一名錦衣公子醉醺醺的從大堂夥計的手中搶走了一壺酒,正打算往位子上返,無意中看到一個江湖客打扮的女子,頓時被吸引了過去:
「哎呦,小娘子帶著面紗作甚,摘下來給本公子瞧瞧。」晃晃悠悠的就要去掀她的帷帽。
江湖女子的桌子上擺著劍,見他這無禮的舉動,素手已經放到了劍柄上,威脅之意不言而喻。
錦衣公子神情一愣,因為她這個舉動酒醒了七八分,轉而怒氣上頭:
「你還想對本公子刀刃相向不成?知道本公子是誰嗎?」
江湖女子聲音不咸不淡:「知人者智,自知者明。只看你這幅樣子便已瞭然你非君子心胸,何需知曉你之名諱?」
「你說什麼?」
許守靖注意到了那邊的騷動,沒忍住渾身一個哆嗦,自語出聲:「典中典中典中典了……屬於是。」
「少主你說什麼?」
「沒說什麼,你坐著別動,我去看看。」
許守靖起身正了衣冠,緩步走過去,順手拍了下他的後背,暗不可察的送過去了一絲真氣。
錦衣公子轉過頭,看到是一個讓他身位男人都不禁愣神的俊俏公子后,蹙了蹙眉:
「你是何人?」
江湖女子面紗下的絕色容顏微怔,這不是剛才那個五行絕脈嗎?
許守靖乾咳了一聲,很不客氣的坐在江湖女子的身邊,在兩人錯愕的注視下,拿起她的酒杯在手裡晃了晃:
「兄台,還需要解釋我是何人嗎?」
錦衣公子臉色陰沉如水,冷笑道:「自然是不需要了,不過,你也用不著了。
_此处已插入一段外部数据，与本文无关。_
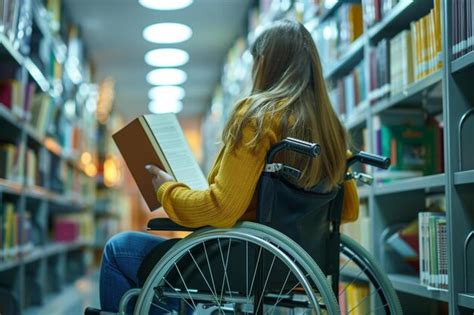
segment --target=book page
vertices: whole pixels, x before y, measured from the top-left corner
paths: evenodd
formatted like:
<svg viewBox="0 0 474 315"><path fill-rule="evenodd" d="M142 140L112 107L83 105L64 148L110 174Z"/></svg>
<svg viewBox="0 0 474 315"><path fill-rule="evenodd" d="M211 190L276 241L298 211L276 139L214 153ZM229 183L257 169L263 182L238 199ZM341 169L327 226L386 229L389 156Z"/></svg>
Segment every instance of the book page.
<svg viewBox="0 0 474 315"><path fill-rule="evenodd" d="M191 189L205 190L207 179L193 156L183 130L174 114L144 115L175 179Z"/></svg>

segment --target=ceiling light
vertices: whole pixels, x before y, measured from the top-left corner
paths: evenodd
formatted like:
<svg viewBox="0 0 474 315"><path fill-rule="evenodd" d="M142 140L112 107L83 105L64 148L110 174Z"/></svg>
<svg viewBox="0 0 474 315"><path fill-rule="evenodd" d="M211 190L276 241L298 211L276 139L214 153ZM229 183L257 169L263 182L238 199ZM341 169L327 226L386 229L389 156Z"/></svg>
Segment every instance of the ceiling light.
<svg viewBox="0 0 474 315"><path fill-rule="evenodd" d="M155 69L146 75L146 81L151 85L180 85L187 78L186 72L180 69Z"/></svg>
<svg viewBox="0 0 474 315"><path fill-rule="evenodd" d="M174 44L187 41L193 35L191 28L179 23L152 24L143 30L143 38L152 43Z"/></svg>
<svg viewBox="0 0 474 315"><path fill-rule="evenodd" d="M153 67L179 67L186 64L189 54L182 49L161 48L146 53L145 62Z"/></svg>
<svg viewBox="0 0 474 315"><path fill-rule="evenodd" d="M182 100L185 96L184 89L180 86L156 86L148 92L151 100Z"/></svg>
<svg viewBox="0 0 474 315"><path fill-rule="evenodd" d="M190 6L193 0L140 0L142 6L152 10L179 10Z"/></svg>
<svg viewBox="0 0 474 315"><path fill-rule="evenodd" d="M179 113L183 110L183 103L178 100L151 101L148 109L155 114Z"/></svg>

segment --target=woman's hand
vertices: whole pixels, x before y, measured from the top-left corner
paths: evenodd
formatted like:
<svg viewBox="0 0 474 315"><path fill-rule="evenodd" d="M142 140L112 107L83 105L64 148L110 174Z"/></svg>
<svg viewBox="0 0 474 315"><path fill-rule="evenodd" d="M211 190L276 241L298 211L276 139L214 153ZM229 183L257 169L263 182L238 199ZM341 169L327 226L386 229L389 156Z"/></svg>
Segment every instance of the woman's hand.
<svg viewBox="0 0 474 315"><path fill-rule="evenodd" d="M165 171L161 170L159 167L148 164L145 166L146 170L153 175L152 183L153 187L155 188L155 191L158 191L158 189L161 187L166 182L174 182L174 178L166 173Z"/></svg>

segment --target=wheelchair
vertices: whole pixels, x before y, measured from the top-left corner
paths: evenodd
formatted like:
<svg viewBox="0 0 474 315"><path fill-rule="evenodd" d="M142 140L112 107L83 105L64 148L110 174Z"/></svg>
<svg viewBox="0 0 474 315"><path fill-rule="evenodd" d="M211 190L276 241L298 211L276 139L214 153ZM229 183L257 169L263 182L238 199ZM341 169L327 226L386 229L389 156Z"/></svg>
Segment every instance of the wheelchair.
<svg viewBox="0 0 474 315"><path fill-rule="evenodd" d="M133 314L402 314L375 259L339 233L342 186L330 192L298 188L301 172L273 162L284 150L320 154L318 144L293 138L269 150L258 185L257 222L191 229L164 218L149 221L149 230L193 233L145 259L143 286L122 297L118 314L130 312L135 299ZM390 165L388 158L361 151L347 160L347 170L357 162ZM372 183L368 175L347 171L349 179ZM360 283L369 284L366 294L359 292L346 308L343 296Z"/></svg>

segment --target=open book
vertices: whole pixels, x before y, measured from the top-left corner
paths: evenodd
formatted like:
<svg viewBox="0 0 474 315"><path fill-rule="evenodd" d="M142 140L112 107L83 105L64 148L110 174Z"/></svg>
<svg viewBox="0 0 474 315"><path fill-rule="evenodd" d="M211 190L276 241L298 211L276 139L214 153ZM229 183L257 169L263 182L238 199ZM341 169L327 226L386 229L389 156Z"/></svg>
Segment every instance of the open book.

」說著,手上已經掐起了法訣。
他知道自己的一舉一動幾位同伴都看在眼裡,若是得手了會有吹噓的資本,若是失敗也只會被損幾句。
但如果是被別人截胡那就不一樣了,等於是踩著他的肩膀順帶還給了一巴掌。
如果不找回場子,恐怕要被笑很長一段時間。
幾息之間,錦衣公子的法訣已經匯聚完成。
許守靖淡定的喝了口酒,笑吟吟地抬起左手,「啪」的打了個響指。
下一刻,錦衣公子悶哼了一聲,手中法訣印記破碎,繼而眼中充滿了不可置信。
他清楚地感受到體內的五行紊亂,經脈堵塞,短時間內恐怕難以再用法術。
他怎麼看都是個凡人而已,怎麼做到的?
江湖女子若有所思的看了許守靖一眼,一言不發。
「你到底是誰?」錦衣公子恨聲道。
許守靖沒有搭理他,轉而對著江湖女子,笑道:「路見不平拔刀相助,無須在意。」
見自己被無視,錦衣公子目露冷光,手中不知道從哪兒冒出來一把短劍,銀光一閃,朝著許守靖的咽喉捅去。
許守靖臉色微冷,旋即朝著桌子上的劍柄抓去,一時情急,完全忘了江湖女子還握著劍柄,手上頓時傳來了柔弱無骨的細膩觸感。
「……」不小心抓錯了。
利刃在前,許守靖顧不得再鬆開,乾脆連帶著她的手與劍柄一起握緊,反手長劍出鞘,『叮』的一聲彈開了短劍。
錦衣公子驚慌失措,腳下失衡朝後仰了半個身子,許守靖乘勝追擊,一腳踩住他的大腿,在其落地的瞬間徹底奪過長劍,乾淨利落的向他的心臟捅去——
鏘——
長劍懸停在錦衣公子胸口前三寸,再難更進一步。
「閣下何必要下殺手?我的朋友也受了教訓,不如賣我一個面子,此事作罷如何。」耳邊傳來了一個儒雅隨和的聲音。
抬眼望去,緩步前來的儒生嘴角噙著微笑,眼神卻暗藏鋒銳,左手抬起,綠色的靈力形成了一條若隱若現的絲帶,纏繞著長劍的劍鋒。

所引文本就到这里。